NIEBIESKO-CZERWONY RADNY

W wyborczą noc pojawiają się pierwsze wyniki głosowania. Bartłomieja Kowalskiego (23 lata) nie ma na liście tych, którym się udało. Jeszcze w nocy jeździ po komisjach i sprawdza końcowe protokoły. Szybko okazuje się, że o mandat ściga się z Marcinem Ziachem z PO. O wyniku zadecyduje ogólny wynik partii w okręgu. Kowalski jest spokojny. To jego debiut w wyborach samorządowych i wie, że i tak zebrał solidne poparcie. We wtorek jest już przesądzone – PiS niewielką ilością głosów bije Platformę i Kowalski wchodzi do Rady.

– Z rozmów z mieszkańcami wynikało, że miasto nie jest źle rządzone, ale przy tych wszystkich wielkich inwestycjach zapomina się o bliskich potrzebach. Ja m.in. chcę żeby przy ul. Chorzowskiej powstało boisko i podłączono tę część Gliwic do ciepłowni miejskiej – mówi Kowalski pytany o źródło swojego sukcesu.

Od kilku lat zasiada w radzie osiedlowej na Zatorzu. Jego konikiem jest przede wszystkim Piast Gliwice, gdzie swego czasu działał w biurze prasowym.

– To było w 2010 roku. Nie było pieniędzy, ale była atmosfera której teraz nie ma.

Klub zaczął rosnąć w siłę, ale umowa z Kowalskim nie została przedłużona, a on stał się zajadłym krytykiem gliwickich działaczy. Przy Okrzei nie jest teraz przez nich mile widziany. Twierdzą, że godzi w dobre imię klubu. Ale właśnie otworzyła się przed nim nowa furtka.

– Radni mają darmowy wstęp na strefę VIP, gdzie za friko pojedzą, popiją i pogawędzą. Taki łakomy kąsek, warto więc dotować go publicznymi pieniędzmi – pisał Kowalski na swoim blogu. Teraz chce stworzyć precedens.

Za bezpłatne oglądanie meczu, będzie przekazywać miesięcznie 200 złotych na szkolenie młodzieży.

Do tego pomysłu chce zachęcić innych radnych-kibiców.

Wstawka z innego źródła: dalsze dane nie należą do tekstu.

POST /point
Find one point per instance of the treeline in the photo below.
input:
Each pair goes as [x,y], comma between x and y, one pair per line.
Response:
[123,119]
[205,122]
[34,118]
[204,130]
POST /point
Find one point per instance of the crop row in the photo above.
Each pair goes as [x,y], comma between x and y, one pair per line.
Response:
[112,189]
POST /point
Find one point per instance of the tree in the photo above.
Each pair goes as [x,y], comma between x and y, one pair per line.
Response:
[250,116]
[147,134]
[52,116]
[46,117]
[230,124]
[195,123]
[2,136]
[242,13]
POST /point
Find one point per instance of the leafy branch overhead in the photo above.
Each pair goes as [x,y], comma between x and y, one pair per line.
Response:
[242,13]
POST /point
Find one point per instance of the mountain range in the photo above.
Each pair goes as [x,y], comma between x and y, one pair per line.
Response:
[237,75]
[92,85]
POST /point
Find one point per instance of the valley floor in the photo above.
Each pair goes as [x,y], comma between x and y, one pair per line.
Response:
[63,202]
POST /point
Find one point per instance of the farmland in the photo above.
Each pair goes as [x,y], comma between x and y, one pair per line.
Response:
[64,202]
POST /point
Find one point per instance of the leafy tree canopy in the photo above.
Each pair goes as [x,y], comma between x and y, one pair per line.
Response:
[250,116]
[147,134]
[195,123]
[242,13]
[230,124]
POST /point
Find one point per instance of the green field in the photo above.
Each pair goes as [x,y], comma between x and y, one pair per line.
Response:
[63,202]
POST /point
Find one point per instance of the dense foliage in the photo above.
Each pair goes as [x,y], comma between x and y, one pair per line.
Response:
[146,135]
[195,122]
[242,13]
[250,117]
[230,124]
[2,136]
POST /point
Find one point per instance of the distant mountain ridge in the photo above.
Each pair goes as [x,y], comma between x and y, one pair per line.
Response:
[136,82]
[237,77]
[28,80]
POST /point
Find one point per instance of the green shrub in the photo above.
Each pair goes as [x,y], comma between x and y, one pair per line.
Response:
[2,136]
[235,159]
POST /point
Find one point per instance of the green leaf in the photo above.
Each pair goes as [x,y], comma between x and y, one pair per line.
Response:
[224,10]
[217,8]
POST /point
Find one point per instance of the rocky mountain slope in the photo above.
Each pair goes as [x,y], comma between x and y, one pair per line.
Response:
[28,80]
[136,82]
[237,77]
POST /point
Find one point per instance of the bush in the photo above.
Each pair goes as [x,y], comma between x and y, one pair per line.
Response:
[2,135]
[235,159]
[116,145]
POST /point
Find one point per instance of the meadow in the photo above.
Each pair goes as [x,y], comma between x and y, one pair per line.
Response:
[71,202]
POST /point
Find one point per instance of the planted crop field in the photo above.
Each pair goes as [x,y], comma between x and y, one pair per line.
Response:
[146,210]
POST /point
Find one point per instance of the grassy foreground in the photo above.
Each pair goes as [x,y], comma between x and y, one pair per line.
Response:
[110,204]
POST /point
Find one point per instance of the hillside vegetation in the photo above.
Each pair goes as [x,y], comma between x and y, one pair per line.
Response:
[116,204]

Na jego publicznym profilu na facebooku montaż graficzny tygodnika „W sieci”: katastrofa smoleńska i zestrzelony samolot Malaysia Airlines. Tak mają zabijać Rosjanie.
– Mam konserwatywne poglądy, staram się żeby tradycyjne wartości zostały zachowane. Na przykład nie podoba mi się to co się teraz dzieje z gender – mówi.

Na tym samym profilu, który mógł odwiedzić każdy (do niedawna) – zapis dyskotekowych wypadów, alkohol, dziewczyny, śpiew.
– Czy licuje to z powagą radnego? – pytamy.
– Jestem młody i staram się spędzać soboty tak by oderwać się od ciężkiego tygodnia. Ale wszystko w granicach rozsądku, zawsze panuję nad sobą – przekonuje.

PiS w Gliwicach osiągnęło dużo lepszy wynik niż cztery lata temu, w ogólnopolskich sondażach też idzie w górę. Polityczna kariera stoi otworem?

– Nie powiem, że nie, bo można coś więcej zrobić nie tylko dla Gliwic, ale także dla kraju. Jednak wszystko w swoim czasie. Karierę polityka można porównać do tej piłkarza. Ja na razie jestem młodzieżowcem.